“We broke them all” — How researchers broke current image watermarking protections and what it means for a new era of truth-altering ‘reality’

The tool many big tech companies are banking heavily on being able to help the public and businesses separate fact from fiction, in the context of AI’s meteoric rise, has already been undermined before it’s even taken off.

The idea of watermarking is something that companies including OpenAI, Amazon and Google have pointed to as being able to combat disinformation online. With generative AI on the rise, particularly in the form of deepfakes, it might be looked at as one way to identify what’s actually real. It’s one of the key proposals among efforts to make the usage of AI, safer and more transparent.

There aren’t, however, many clear-cut approaches to watermarking yet that are completely fool-proof or reliable, and professors with the University of Maryland have already found a way to break all of the existing methods, according to TechXplore.

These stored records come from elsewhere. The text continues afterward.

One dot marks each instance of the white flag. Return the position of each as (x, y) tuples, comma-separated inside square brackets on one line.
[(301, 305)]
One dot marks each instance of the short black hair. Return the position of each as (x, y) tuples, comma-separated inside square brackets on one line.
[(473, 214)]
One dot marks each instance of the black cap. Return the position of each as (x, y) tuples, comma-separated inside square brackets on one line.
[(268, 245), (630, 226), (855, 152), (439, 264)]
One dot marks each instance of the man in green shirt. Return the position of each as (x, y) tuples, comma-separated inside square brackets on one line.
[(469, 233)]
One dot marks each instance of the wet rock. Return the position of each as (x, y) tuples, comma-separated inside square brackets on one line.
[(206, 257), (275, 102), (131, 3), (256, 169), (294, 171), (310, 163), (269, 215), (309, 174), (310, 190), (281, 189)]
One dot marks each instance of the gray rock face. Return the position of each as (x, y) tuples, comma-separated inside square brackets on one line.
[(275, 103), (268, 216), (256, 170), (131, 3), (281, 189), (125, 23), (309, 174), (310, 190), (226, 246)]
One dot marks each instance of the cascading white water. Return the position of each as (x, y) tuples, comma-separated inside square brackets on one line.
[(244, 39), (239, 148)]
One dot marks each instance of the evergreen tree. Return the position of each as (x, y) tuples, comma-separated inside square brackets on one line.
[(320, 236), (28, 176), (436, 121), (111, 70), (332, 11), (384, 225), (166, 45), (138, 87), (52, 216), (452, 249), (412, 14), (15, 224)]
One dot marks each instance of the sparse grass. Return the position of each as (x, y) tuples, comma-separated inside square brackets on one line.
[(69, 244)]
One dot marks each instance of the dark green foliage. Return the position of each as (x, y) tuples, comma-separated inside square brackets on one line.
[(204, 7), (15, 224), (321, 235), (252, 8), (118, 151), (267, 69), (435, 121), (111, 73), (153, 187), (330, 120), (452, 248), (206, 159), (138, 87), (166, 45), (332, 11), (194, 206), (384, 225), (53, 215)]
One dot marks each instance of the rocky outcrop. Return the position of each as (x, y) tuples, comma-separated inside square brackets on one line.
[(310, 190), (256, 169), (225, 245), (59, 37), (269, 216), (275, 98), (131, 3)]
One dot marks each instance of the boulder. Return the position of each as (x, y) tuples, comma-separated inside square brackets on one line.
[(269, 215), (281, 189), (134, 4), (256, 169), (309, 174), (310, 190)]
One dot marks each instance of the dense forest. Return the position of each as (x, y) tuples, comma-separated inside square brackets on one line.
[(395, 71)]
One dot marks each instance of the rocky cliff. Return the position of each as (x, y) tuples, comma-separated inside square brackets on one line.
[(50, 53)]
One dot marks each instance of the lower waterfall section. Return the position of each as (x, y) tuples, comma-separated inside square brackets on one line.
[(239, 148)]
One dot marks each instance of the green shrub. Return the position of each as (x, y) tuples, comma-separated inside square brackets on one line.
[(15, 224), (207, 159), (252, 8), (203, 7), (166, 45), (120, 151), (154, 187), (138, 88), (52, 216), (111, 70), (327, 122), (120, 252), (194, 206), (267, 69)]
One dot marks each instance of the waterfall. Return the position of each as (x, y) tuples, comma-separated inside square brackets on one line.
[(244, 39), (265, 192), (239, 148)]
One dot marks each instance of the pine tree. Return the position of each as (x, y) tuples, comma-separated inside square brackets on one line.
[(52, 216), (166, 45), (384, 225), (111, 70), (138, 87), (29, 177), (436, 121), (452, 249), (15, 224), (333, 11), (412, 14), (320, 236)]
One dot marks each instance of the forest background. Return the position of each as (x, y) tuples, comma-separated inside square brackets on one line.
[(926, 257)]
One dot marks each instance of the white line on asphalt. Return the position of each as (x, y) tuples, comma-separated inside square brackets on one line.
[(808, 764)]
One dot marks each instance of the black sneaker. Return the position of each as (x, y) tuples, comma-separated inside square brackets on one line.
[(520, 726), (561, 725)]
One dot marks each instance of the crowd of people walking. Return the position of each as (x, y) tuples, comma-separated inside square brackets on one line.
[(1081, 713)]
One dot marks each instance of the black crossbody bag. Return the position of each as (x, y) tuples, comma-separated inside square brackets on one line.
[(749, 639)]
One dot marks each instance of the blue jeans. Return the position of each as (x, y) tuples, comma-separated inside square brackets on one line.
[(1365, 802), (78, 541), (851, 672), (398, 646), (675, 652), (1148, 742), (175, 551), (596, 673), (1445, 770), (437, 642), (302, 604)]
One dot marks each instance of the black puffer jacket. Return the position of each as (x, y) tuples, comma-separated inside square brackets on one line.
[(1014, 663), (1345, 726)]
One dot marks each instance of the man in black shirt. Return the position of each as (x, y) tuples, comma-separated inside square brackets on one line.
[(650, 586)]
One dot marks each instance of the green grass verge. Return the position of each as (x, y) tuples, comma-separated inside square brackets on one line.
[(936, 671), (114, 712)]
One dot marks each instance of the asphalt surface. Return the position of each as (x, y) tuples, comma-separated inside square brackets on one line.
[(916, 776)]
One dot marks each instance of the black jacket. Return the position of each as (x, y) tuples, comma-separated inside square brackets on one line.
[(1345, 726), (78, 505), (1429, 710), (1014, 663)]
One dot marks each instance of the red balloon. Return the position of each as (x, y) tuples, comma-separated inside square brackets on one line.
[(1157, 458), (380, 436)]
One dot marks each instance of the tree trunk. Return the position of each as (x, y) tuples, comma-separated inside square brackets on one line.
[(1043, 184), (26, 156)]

How scientists have already cracked AI watermarking

The researchers used a technique called diffusion purification to blast Gaussian noise – a kind of electronic noise signaling – at a watermark to completely remove it, without impacting the underlying image too much.

With AI-generated content on the rise, especially in certain industries, the scope for abuse has also surfaced as a very real possibility. It’s also essential to find tools and strategies to be able to distinguish genuine content from that made by machines.

Watermarking is a promising approach, according to the paper, published on 29 September. It involves hiding a signal in a piece of text or image to determine if it’s AI-generated. The theory goes a tool you run the content through would then be able to determine whether it’s real or fake, and avoid the prospect of falling for something that isn’t real. But the attack method – diffusion purification – has already been able to nullify today’s watermarks.

“Based on our results, designing a robust watermark is a challenging, but not necessarily impossible task,” the paper said, offering a glimmer of hope.

“An effective method should possess specific attributes, including a substantial enough watermark perturbation, resistance to naive classification, and resilience to noise transferred from other watermarked images.”